Poisoning the Pixels: Revisiting Backdoor Attacks on Semantic Segmentation

Semantic segmentation models are widely deployed in safety-critical applications such as autonomous driving, yet their vulnerability to backdoor attacks remains largely underexplored. Prior segmentation backdoor studies transfer threat settings from existing image classification tasks, focusing primarily on object-to-background mis-segmentation. In this work, we revisit the threats by systematically examining backdoor attacks tailored to semantic segmentation. We identify four coarse-grained attack vectors (Object-to-Object, Object-to-Background, Background-to-Object, and Background-to-Background attacks), as well as two fine-grained vectors (Instance-Level and Conditional attacks). To formalize these attacks, we introduce BADSEG, a unified framework that optimizes trigger designs and applies label manipulation strategies to maximize attack performance while preserving victim model utility. Extensive experiments across diverse segmentation architectures on benchmark datasets demonstrate that BADSEG achieves high attack effectiveness with minimal impact on clean samples. We further evaluate six representative defenses and find that they fail to reliably mitigate our attacks, revealing critical gaps in current defenses. Finally, we demonstrate that these vulnerabilities persist in recent emerging architectures, including transformer-based networks and the Segment Anything Model (SAM), thereby compromising their security. Our work reveals previously overlooked security vulnerabilities in semantic segmentation, and motivates the development of defenses tailored to segmentation-specific threat models.

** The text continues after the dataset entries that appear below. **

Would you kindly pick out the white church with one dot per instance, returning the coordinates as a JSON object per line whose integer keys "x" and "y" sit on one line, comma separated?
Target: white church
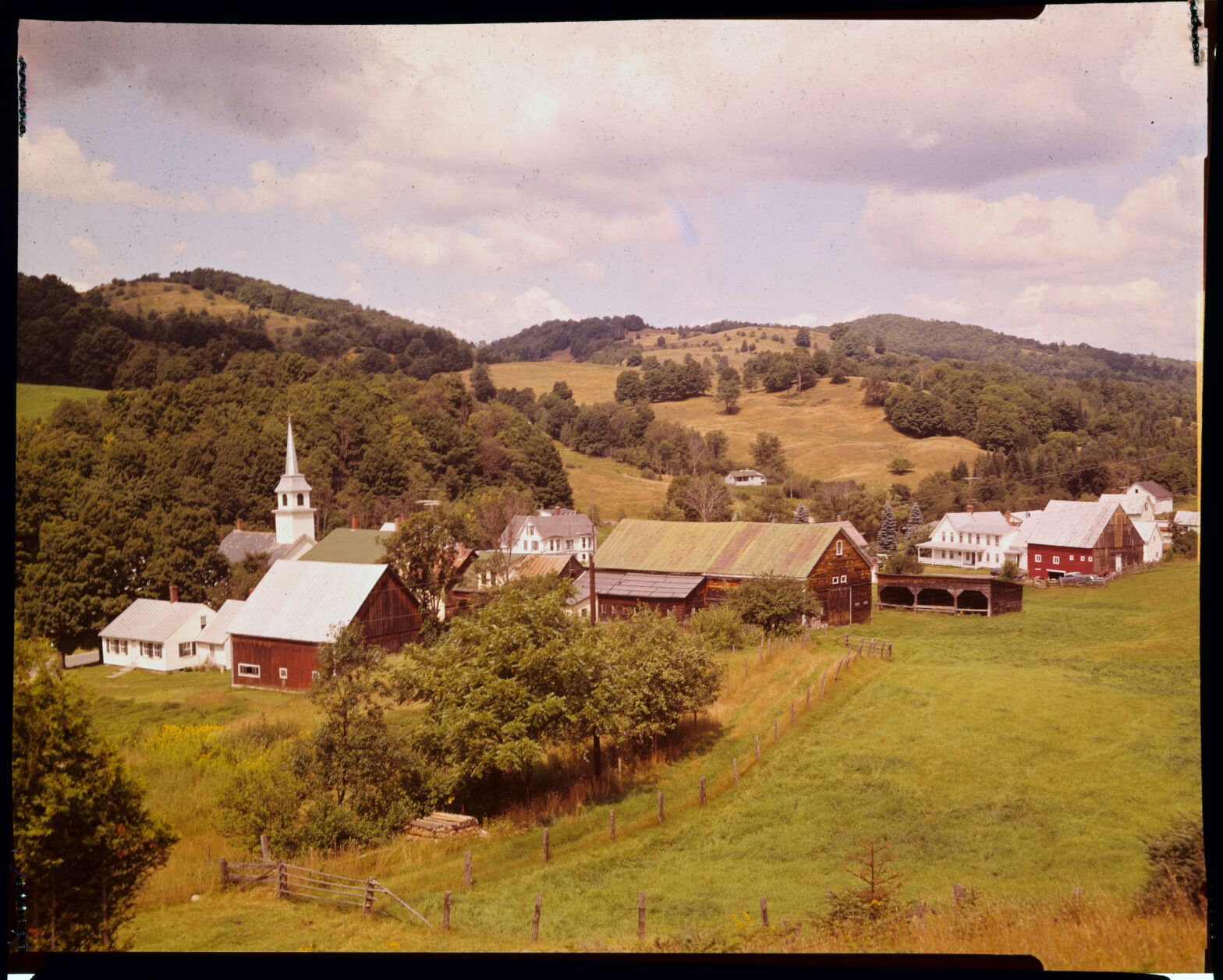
{"x": 169, "y": 635}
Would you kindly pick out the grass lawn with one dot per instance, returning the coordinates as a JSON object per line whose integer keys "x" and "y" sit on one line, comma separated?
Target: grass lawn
{"x": 1020, "y": 755}
{"x": 38, "y": 401}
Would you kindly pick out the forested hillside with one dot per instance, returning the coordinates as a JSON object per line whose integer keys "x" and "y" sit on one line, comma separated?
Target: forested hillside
{"x": 93, "y": 340}
{"x": 125, "y": 495}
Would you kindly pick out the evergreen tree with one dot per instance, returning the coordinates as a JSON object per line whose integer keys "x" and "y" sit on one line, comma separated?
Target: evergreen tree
{"x": 887, "y": 538}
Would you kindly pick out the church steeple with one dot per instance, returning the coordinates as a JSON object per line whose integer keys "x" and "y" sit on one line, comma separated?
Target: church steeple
{"x": 294, "y": 515}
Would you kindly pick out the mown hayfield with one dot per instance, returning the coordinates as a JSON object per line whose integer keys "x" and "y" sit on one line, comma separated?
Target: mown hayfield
{"x": 38, "y": 401}
{"x": 618, "y": 490}
{"x": 167, "y": 297}
{"x": 1020, "y": 755}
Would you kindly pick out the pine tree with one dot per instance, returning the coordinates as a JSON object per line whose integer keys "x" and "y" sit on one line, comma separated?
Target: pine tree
{"x": 887, "y": 538}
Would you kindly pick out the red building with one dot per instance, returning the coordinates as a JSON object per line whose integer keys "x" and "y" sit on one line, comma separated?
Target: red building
{"x": 1085, "y": 538}
{"x": 297, "y": 605}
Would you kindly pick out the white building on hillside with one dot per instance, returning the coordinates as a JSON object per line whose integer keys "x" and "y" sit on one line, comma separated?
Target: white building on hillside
{"x": 155, "y": 635}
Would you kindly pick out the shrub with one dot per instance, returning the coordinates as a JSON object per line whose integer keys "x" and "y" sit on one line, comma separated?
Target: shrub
{"x": 1177, "y": 876}
{"x": 719, "y": 627}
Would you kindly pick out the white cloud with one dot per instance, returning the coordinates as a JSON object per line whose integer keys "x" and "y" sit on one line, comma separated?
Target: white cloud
{"x": 86, "y": 251}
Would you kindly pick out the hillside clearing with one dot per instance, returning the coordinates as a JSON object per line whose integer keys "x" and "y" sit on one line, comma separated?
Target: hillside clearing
{"x": 1020, "y": 755}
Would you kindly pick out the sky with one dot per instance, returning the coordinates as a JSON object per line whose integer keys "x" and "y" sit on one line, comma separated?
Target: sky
{"x": 1040, "y": 178}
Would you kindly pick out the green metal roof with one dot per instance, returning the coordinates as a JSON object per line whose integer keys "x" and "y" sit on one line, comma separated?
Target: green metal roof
{"x": 716, "y": 549}
{"x": 351, "y": 547}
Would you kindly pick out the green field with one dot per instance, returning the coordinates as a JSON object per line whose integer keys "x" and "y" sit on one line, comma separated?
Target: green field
{"x": 827, "y": 432}
{"x": 1020, "y": 755}
{"x": 38, "y": 401}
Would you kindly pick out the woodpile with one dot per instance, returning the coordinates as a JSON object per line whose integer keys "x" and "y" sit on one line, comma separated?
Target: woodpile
{"x": 443, "y": 825}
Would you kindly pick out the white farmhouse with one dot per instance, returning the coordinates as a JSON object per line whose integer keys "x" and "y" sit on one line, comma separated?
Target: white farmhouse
{"x": 1161, "y": 497}
{"x": 214, "y": 644}
{"x": 555, "y": 531}
{"x": 971, "y": 540}
{"x": 155, "y": 635}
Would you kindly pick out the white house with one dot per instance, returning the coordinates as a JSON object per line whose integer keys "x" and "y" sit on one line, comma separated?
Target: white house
{"x": 1161, "y": 497}
{"x": 557, "y": 531}
{"x": 1136, "y": 506}
{"x": 155, "y": 635}
{"x": 1152, "y": 542}
{"x": 214, "y": 644}
{"x": 970, "y": 539}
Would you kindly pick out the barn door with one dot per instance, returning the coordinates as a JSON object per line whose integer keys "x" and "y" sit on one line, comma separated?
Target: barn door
{"x": 841, "y": 607}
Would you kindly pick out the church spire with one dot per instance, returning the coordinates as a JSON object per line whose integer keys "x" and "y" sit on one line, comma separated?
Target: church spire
{"x": 291, "y": 454}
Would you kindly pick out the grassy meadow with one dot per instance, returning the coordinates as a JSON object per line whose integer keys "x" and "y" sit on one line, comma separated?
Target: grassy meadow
{"x": 38, "y": 401}
{"x": 167, "y": 297}
{"x": 1020, "y": 755}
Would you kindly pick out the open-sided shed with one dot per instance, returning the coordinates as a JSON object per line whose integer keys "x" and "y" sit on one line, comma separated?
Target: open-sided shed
{"x": 982, "y": 594}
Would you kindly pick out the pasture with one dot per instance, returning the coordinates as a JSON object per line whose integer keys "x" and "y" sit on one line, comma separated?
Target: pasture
{"x": 1020, "y": 755}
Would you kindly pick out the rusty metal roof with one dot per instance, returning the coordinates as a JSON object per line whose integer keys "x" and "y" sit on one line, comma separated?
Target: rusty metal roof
{"x": 732, "y": 549}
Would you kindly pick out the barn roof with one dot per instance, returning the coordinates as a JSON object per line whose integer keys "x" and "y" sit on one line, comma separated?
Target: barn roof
{"x": 351, "y": 547}
{"x": 1154, "y": 489}
{"x": 237, "y": 544}
{"x": 733, "y": 549}
{"x": 646, "y": 584}
{"x": 1070, "y": 523}
{"x": 306, "y": 601}
{"x": 218, "y": 626}
{"x": 153, "y": 620}
{"x": 1132, "y": 504}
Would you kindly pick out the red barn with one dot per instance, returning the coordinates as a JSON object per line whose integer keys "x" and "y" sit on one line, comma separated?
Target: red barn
{"x": 1087, "y": 538}
{"x": 297, "y": 605}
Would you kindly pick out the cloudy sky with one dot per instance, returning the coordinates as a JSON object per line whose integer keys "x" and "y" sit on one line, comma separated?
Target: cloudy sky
{"x": 1040, "y": 178}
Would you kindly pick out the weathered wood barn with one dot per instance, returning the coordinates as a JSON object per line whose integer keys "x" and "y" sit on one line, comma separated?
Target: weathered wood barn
{"x": 704, "y": 561}
{"x": 299, "y": 605}
{"x": 1081, "y": 536}
{"x": 982, "y": 594}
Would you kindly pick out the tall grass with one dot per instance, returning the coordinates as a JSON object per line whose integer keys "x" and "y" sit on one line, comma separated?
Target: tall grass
{"x": 1023, "y": 755}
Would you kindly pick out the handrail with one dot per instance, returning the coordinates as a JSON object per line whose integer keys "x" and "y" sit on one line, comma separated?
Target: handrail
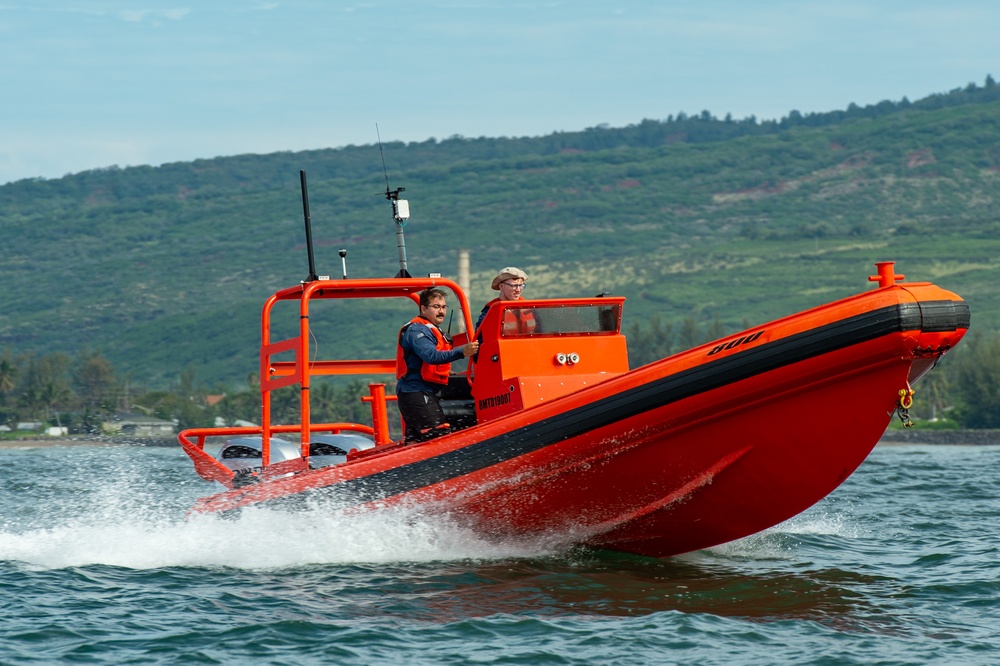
{"x": 277, "y": 374}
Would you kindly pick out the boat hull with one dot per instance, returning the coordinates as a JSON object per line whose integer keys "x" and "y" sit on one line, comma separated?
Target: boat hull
{"x": 692, "y": 451}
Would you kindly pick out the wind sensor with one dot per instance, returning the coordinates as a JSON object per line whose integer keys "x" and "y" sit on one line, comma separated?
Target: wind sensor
{"x": 400, "y": 211}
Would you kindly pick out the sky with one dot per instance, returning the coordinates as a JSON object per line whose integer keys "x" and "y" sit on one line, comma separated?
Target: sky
{"x": 88, "y": 84}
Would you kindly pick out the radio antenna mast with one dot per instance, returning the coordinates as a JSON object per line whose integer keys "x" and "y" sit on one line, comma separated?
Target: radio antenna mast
{"x": 400, "y": 211}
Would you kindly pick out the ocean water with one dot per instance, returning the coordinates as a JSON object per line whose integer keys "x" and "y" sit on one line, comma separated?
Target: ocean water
{"x": 98, "y": 565}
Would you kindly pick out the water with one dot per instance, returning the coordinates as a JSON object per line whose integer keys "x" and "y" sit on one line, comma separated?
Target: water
{"x": 99, "y": 566}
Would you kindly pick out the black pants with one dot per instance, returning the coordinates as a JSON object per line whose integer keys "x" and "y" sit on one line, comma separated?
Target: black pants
{"x": 422, "y": 415}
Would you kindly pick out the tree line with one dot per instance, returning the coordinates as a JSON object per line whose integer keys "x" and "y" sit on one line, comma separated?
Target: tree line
{"x": 84, "y": 391}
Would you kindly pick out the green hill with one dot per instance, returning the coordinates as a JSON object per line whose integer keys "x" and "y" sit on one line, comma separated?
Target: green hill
{"x": 165, "y": 268}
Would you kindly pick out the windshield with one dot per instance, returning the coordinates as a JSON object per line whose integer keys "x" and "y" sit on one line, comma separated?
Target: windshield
{"x": 595, "y": 319}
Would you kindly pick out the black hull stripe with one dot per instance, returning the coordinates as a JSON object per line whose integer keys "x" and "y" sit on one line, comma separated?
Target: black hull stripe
{"x": 936, "y": 316}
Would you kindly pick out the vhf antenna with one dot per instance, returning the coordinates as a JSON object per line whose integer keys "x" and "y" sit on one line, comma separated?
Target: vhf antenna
{"x": 400, "y": 211}
{"x": 305, "y": 211}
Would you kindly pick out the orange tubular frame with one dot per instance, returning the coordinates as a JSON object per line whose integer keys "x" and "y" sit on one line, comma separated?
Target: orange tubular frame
{"x": 278, "y": 374}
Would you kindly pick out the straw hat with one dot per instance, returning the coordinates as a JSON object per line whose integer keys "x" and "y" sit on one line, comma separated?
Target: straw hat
{"x": 509, "y": 273}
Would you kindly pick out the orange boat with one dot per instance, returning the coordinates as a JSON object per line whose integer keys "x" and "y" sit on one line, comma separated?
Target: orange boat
{"x": 557, "y": 438}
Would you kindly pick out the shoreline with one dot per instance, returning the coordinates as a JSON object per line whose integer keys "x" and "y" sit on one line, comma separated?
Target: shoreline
{"x": 889, "y": 438}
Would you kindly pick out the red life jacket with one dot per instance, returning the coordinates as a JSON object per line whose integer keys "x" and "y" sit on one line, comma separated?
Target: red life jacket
{"x": 435, "y": 374}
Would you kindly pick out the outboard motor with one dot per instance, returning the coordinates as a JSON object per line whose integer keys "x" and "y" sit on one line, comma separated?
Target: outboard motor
{"x": 244, "y": 455}
{"x": 326, "y": 450}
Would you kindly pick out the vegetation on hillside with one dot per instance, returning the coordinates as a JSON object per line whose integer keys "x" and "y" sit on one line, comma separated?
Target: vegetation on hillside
{"x": 713, "y": 223}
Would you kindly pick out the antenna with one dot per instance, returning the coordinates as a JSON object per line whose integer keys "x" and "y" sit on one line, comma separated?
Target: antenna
{"x": 400, "y": 211}
{"x": 305, "y": 211}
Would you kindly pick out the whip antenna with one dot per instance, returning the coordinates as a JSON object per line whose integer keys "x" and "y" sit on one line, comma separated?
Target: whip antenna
{"x": 400, "y": 211}
{"x": 305, "y": 212}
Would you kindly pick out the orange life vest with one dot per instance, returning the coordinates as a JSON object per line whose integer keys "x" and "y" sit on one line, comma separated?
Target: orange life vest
{"x": 519, "y": 321}
{"x": 435, "y": 374}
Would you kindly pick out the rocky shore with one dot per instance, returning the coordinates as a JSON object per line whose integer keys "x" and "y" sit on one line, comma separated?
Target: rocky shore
{"x": 975, "y": 437}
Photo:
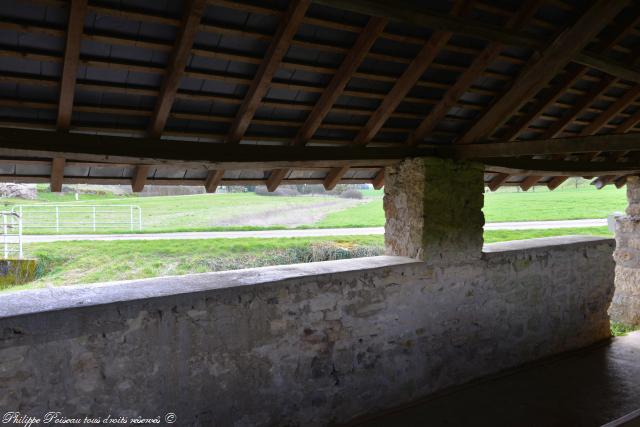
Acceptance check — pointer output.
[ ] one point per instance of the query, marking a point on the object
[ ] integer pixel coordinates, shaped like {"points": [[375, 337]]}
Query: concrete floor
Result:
{"points": [[589, 388]]}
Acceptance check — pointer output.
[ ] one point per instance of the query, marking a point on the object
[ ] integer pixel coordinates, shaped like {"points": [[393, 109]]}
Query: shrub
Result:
{"points": [[351, 194]]}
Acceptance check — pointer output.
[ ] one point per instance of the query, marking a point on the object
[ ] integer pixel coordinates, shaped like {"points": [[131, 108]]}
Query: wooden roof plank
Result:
{"points": [[537, 74], [278, 47], [77, 12], [176, 66], [464, 82], [57, 174], [75, 27], [213, 180], [171, 81]]}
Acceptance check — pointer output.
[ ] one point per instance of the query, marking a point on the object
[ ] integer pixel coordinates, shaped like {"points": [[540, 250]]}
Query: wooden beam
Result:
{"points": [[620, 70], [537, 74], [534, 167], [464, 82], [139, 178], [275, 178], [334, 90], [497, 181], [18, 143], [630, 20], [278, 47], [541, 147], [334, 176], [415, 13], [340, 79], [176, 66], [213, 180], [403, 85], [57, 174], [378, 180], [400, 89], [557, 127], [171, 81], [75, 26]]}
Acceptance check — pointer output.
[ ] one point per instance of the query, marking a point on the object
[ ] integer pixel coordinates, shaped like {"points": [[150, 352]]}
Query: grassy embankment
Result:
{"points": [[99, 261]]}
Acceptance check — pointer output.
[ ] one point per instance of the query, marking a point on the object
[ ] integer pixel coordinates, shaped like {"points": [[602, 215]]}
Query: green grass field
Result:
{"points": [[89, 262], [243, 211], [541, 205], [98, 261]]}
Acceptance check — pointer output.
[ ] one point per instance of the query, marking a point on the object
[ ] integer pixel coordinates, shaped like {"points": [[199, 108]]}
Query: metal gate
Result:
{"points": [[11, 235], [66, 218]]}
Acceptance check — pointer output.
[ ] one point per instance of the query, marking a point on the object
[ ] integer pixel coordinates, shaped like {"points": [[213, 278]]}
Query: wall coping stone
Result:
{"points": [[18, 303], [543, 242]]}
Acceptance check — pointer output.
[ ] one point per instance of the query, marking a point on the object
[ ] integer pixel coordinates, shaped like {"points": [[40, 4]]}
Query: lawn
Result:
{"points": [[203, 212], [248, 211], [541, 205], [99, 261]]}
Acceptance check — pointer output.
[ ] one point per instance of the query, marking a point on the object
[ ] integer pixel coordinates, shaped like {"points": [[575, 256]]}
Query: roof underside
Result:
{"points": [[299, 74]]}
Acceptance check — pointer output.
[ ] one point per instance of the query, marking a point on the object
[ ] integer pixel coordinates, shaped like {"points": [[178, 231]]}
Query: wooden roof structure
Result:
{"points": [[277, 92]]}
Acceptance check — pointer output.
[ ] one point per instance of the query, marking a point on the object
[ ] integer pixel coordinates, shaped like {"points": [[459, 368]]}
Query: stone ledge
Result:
{"points": [[20, 303], [543, 242]]}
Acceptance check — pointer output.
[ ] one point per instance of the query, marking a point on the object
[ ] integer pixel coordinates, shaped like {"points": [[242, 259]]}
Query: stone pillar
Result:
{"points": [[625, 306], [433, 210]]}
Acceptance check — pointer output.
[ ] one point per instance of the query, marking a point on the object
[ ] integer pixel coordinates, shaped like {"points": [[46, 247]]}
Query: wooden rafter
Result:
{"points": [[278, 47], [176, 66], [171, 81], [75, 27], [543, 147], [378, 180], [556, 128], [552, 168], [538, 73], [77, 12], [334, 90], [401, 88], [197, 155], [464, 82], [289, 23], [569, 77], [606, 82], [57, 174]]}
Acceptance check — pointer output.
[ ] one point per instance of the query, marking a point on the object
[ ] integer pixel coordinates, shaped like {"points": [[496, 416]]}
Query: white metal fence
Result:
{"points": [[70, 218], [11, 235]]}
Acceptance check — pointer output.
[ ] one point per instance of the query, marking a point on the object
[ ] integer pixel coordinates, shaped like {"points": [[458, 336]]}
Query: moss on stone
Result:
{"points": [[16, 272]]}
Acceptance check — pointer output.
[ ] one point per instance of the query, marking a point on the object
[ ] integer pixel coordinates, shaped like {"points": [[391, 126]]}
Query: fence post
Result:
{"points": [[4, 232], [20, 236]]}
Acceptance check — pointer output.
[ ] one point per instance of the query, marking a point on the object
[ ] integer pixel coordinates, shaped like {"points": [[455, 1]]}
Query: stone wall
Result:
{"points": [[299, 345], [433, 209], [625, 307]]}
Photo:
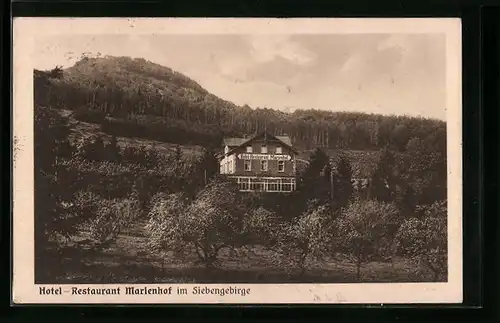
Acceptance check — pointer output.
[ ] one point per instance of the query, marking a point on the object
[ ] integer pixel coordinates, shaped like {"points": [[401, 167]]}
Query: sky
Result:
{"points": [[400, 74]]}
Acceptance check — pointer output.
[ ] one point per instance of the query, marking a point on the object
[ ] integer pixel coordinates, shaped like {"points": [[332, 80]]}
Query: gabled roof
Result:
{"points": [[233, 143], [285, 139]]}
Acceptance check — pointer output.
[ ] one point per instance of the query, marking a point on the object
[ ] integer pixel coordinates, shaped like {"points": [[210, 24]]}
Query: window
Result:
{"points": [[263, 165], [248, 165], [281, 165], [244, 184]]}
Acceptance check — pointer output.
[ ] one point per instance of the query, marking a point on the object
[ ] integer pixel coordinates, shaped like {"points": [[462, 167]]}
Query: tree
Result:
{"points": [[342, 186], [425, 239], [214, 220], [316, 179], [54, 183], [383, 183], [113, 150], [305, 237], [365, 230]]}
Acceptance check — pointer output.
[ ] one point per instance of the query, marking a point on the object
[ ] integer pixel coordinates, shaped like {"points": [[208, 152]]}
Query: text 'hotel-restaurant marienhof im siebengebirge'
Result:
{"points": [[262, 162]]}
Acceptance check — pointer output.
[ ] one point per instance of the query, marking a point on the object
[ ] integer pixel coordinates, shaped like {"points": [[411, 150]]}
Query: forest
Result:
{"points": [[105, 212], [143, 99]]}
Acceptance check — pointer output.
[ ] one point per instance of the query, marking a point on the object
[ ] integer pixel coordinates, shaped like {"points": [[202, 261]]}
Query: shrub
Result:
{"points": [[211, 222], [109, 217], [306, 237], [87, 115], [365, 229], [425, 239]]}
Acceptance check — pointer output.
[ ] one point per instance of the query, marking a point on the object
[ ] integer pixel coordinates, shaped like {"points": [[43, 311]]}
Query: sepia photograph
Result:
{"points": [[237, 152]]}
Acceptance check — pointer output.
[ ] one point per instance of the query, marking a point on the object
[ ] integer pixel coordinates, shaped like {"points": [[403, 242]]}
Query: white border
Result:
{"points": [[25, 30]]}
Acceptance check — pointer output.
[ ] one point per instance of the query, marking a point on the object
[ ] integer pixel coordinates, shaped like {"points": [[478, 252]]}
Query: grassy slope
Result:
{"points": [[128, 260]]}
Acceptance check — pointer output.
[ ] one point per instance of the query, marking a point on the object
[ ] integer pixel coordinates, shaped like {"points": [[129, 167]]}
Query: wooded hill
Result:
{"points": [[135, 97]]}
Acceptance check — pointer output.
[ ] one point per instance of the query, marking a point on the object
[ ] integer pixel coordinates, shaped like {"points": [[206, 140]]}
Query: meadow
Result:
{"points": [[110, 240]]}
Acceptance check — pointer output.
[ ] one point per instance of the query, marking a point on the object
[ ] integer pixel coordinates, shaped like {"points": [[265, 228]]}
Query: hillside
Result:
{"points": [[136, 98]]}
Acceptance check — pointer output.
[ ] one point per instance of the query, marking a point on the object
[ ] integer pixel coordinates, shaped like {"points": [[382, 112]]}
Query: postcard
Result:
{"points": [[249, 161]]}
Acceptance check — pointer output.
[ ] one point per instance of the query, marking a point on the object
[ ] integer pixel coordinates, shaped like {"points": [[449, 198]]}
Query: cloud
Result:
{"points": [[391, 74], [266, 48]]}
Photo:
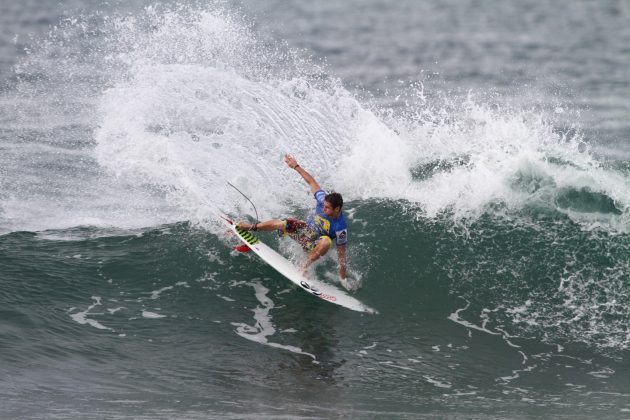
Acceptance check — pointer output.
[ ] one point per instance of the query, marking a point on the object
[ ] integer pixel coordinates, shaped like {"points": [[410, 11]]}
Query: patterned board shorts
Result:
{"points": [[302, 232]]}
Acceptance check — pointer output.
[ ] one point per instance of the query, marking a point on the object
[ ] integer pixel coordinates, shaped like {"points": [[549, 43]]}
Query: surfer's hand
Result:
{"points": [[290, 161]]}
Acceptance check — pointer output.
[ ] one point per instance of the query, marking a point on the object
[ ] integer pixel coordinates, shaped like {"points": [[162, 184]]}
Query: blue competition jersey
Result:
{"points": [[333, 228]]}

翻译：语义分割模型广泛应用于自动驾驶等安全关键领域，但其对后门攻击的脆弱性仍未得到充分探索。现有分割后门研究主要借鉴图像分类任务的威胁设定，重点关注物体到背景的错误分割。本研究通过系统性地考察针对语义分割定制的后门攻击，重新审视相关威胁。我们识别出四种粗粒度攻击向量（物体到物体、物体到背景、背景到物体、背景到背景攻击）以及两种细粒度向量（实例级与条件攻击）。为形式化这些攻击，我们提出BADSEG统一框架，该框架通过优化触发器设计并应用标签操纵策略，在保持受害模型效用的同时最大化攻击性能。在基准数据集上对多种分割架构的广泛实验表明，BADSEG能以对干净样本最小的影响实现高攻击成功率。我们进一步评估六种代表性防御方法，发现它们均无法可靠缓解我们的攻击，揭示了当前防御体系的关键缺陷。最后，我们证明这些脆弱性在近期新兴架构中持续存在，包括基于Transformer的网络和Segment Anything Model（SAM），从而危及这些模型的安全性。本研究揭示了语义分割中先前被忽视的安全漏洞，并推动针对分割特定威胁模型的防御机制发展。